Le bilan de cette réforme s'avère pour l'heure mitigé : complexité accrue du fait de la non-prise en compte par le DRM de certains types de ressources (salaires perçus à l'étranger, revenus des travailleurs indépendants, pensions alimentaires, etc.), instabilité dans le temps du montant des APL, conséquences des anomalies déclaratives sur les droits ouverts...

Il est pour autant légitime que les APL soient calculées sur la base des revenus contemporains de l'allocataire, et non de ceux de l'avant-dernière année. Du reste, le pré-remplissage des demandes a entraîné une diminution des cas de fraude et des erreurs déclaratives. Il en a résulté un fort recul du nombre de bénéficiaires des APL et d'importantes économies.

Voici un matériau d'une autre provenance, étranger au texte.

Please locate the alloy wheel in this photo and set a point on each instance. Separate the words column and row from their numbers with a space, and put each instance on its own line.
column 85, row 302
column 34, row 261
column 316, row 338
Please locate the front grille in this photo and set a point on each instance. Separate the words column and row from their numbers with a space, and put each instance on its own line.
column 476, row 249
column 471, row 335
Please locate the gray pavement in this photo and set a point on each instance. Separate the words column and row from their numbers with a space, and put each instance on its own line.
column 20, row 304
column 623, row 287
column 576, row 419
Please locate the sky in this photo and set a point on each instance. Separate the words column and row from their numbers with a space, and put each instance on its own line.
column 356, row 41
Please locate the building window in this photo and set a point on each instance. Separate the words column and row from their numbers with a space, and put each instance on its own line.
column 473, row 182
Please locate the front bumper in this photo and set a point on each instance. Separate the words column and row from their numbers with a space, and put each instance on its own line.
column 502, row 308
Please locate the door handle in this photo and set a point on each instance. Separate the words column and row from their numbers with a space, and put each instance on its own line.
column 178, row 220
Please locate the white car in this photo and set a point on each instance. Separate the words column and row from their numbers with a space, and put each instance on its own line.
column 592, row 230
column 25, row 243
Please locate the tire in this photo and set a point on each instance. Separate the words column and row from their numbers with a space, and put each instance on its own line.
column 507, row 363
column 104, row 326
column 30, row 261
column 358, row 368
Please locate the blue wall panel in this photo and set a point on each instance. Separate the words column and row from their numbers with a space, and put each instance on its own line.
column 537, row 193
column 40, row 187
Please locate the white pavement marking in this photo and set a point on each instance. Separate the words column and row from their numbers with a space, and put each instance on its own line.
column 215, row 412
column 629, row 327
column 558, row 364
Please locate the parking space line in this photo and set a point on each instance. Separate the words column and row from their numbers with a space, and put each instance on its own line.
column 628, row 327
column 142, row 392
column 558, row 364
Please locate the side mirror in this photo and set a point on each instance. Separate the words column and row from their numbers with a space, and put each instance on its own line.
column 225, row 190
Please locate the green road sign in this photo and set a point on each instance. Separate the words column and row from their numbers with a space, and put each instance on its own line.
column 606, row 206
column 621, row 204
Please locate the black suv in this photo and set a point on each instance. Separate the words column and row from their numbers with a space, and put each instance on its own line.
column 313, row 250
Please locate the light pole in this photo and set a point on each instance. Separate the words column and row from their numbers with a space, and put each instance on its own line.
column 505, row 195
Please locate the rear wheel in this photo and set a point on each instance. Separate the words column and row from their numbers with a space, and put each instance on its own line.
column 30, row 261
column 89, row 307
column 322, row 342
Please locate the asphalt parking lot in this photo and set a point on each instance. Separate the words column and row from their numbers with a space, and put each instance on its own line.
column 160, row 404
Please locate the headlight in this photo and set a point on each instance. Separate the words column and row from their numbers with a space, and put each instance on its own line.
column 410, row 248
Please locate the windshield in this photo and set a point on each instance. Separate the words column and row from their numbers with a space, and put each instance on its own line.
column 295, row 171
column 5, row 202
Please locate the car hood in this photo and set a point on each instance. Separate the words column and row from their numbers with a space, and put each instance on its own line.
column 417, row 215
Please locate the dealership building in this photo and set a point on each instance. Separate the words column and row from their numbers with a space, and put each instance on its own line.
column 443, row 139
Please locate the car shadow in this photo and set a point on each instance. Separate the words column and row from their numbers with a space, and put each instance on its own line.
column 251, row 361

b) L'industrialisation de l'examen des droits au RSA et à la prime d'activité est sur les rails, mais ses conséquences demeurent incertaines

La prochaine étape du projet de solidarité à la source consiste à étendre l'automatisation des déclarations de ressources au RSA et à la prime d'activité, recalculés tous les trimestres sur la base des revenus des trois derniers mois glissants. Cette nouvelle réforme, expérimentée dans quelques CAF depuis 2022, devrait être généralisée début 2025.

Dans cette perspective, le « revenu net perçu » a été remplacé au 1er juillet par le « montant net social » comme base de calcul de ces prestations. Ce dernier, qui englobe les revenus effectivement perçus par les salariés, est désormais calculé par l'employeur et figure sur le bulletin de paie, permettant aux allocataires de le reporter sur leur déclaration de ressources en attendant la mise en oeuvre de leur pré-remplissage.

Calendrier prévisionnel de mise en oeuvre de la réforme du RSA
et de la prime d'activité

Source : Direction générale de la cohésion sociale, comité de coordination pour l'accès aux droits

En outre, à l'horizon de 2025, le montant net social devrait également servir de base pour l'ouverture des droits à la complémentaire santé solidaire (C2S), attribuée sur la base de déclarations pré-remplies depuis la fin 2021.

Tant la Cnaf que le Gouvernement se sont refusés à communiquer aux rapporteurs les estimations réalisées au sujet des économies que devrait générer la réforme. « Plusieurs centaines de millions d'euros » ont seulement été évoqués.

3. Des mesures actives de lutte contre le non-recours complètent le projet

Le projet de solidarité à la source est complété par des initiatives visant à faire reculer le non-recours aux droits. Il s'agit d'abord de l'expérimentation « Territoires zéro non-recours », lancée en juillet pour trois ans et reposant sur la mise en oeuvre, par dix territoires, de mesures innovantes, dont les plus efficaces seront identifiées et diffusées.

En parallèle, le DRM sera utilisé dès 2023 pour détecter les non-recourants à la prime d'activité parmi les allocataires des APL. Ce ciblage devrait ensuite être étendu à l'ensemble des allocataires de la branche famille et viser les non-recourants au RSA.

Les rapporteurs préconisent que les économies générées par la réforme du RSA et de la prime d'activité soient dédiées à ces démarches actives en faveur du recours aux droits sociaux.